A visual tour of a Moscow art-nouveau gem

The Ryabushinsky’s mansion is a remarkable monument of the Moscow art-nouveau style, also known in Russia as “modern”.

This fascinating art-nouveaumansion was designed by Fyodor Shekhtel for the family of young industrialist Stepan Ryabushinsky in 1900-1903. The two-storey building, lined with ceramic tiles and richly decorated with mosaic friezes, has four different facades and is completely asymmetrical.

The original interiors of Ryabushinsky’s mansion were largely destroyed during the early Soviet period, when it contained several state institutions. However, the main features have survived to this day.
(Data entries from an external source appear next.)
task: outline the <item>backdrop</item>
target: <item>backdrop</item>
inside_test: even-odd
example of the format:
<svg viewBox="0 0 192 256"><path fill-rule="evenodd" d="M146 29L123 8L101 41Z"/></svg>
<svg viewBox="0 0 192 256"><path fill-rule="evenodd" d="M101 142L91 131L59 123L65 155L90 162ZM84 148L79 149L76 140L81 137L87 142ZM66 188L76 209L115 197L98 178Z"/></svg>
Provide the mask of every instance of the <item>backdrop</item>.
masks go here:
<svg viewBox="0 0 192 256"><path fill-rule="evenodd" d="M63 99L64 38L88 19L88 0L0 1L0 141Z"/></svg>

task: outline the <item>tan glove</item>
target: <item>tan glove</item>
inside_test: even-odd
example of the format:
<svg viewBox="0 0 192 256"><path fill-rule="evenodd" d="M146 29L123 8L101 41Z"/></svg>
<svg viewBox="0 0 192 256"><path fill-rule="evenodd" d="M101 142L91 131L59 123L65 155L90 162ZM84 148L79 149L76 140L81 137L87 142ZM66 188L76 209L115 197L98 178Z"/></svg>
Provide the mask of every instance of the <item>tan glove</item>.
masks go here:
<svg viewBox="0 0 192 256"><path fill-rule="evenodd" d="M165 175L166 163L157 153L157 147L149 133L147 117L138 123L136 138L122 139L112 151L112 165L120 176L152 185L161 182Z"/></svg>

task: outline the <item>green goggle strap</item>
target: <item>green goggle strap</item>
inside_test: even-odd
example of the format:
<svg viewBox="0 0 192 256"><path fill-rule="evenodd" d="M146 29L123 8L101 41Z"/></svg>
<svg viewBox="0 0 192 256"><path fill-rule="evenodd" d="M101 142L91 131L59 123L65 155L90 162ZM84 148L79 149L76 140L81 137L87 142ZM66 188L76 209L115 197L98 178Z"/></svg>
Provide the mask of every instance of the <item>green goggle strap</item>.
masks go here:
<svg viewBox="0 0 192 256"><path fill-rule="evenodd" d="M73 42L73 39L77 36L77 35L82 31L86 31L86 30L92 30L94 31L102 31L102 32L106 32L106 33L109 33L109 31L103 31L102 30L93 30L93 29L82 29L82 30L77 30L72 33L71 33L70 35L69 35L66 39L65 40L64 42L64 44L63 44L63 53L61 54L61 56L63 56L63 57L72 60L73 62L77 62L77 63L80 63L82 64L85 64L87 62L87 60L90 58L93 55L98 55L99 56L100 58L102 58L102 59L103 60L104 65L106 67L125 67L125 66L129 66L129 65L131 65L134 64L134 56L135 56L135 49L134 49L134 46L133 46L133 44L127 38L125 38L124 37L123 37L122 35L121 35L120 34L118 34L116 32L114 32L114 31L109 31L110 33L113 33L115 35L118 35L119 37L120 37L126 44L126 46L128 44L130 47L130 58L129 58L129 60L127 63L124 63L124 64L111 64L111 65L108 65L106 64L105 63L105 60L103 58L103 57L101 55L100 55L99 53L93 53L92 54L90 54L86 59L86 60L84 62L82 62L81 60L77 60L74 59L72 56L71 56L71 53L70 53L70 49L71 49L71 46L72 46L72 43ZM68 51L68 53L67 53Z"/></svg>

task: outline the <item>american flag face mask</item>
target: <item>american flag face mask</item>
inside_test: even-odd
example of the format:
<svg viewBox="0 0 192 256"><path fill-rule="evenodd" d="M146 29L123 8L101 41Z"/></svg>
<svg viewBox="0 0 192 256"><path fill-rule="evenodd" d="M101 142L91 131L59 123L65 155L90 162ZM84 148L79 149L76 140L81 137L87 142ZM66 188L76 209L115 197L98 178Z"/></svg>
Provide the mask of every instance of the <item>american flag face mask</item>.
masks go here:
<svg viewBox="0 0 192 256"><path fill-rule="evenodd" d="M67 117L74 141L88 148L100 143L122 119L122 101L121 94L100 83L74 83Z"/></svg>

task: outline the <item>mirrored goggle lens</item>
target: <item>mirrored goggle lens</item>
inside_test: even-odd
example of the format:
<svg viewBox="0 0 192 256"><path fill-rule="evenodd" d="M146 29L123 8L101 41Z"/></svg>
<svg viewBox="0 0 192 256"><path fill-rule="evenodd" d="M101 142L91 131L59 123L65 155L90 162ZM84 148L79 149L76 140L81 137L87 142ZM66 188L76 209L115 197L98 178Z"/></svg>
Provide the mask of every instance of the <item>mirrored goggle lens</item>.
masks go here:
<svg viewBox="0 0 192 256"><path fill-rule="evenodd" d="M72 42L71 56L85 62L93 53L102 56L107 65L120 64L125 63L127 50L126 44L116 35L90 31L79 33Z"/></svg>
The central staircase is reminiscent of a wave delivering a medusa-shaped lamp up to the first floor. The lounge ceiling is decorated with stucco depictions of plants covered with large crawling snails, while salamanders and lilies wind around the capital of the column on the second floor. On the secret third floor, Shekhtel designed a house chapel for Ryabushinsky’s family, who were Old Believers.

After the revolution, the building housed the People’s Committee of Foreign Affairs and then for a time the Main Administration of the State Publishing House, which was visited by poets Sergey Yesenin and Vladimir Mayakovsky. In 1931, Maksim Gorky returned to the USSR from Italy and stayed at Ryabushinsky’s former estate.

Today the mansion is home to the Maxim Gorky House Museum and a memorial library.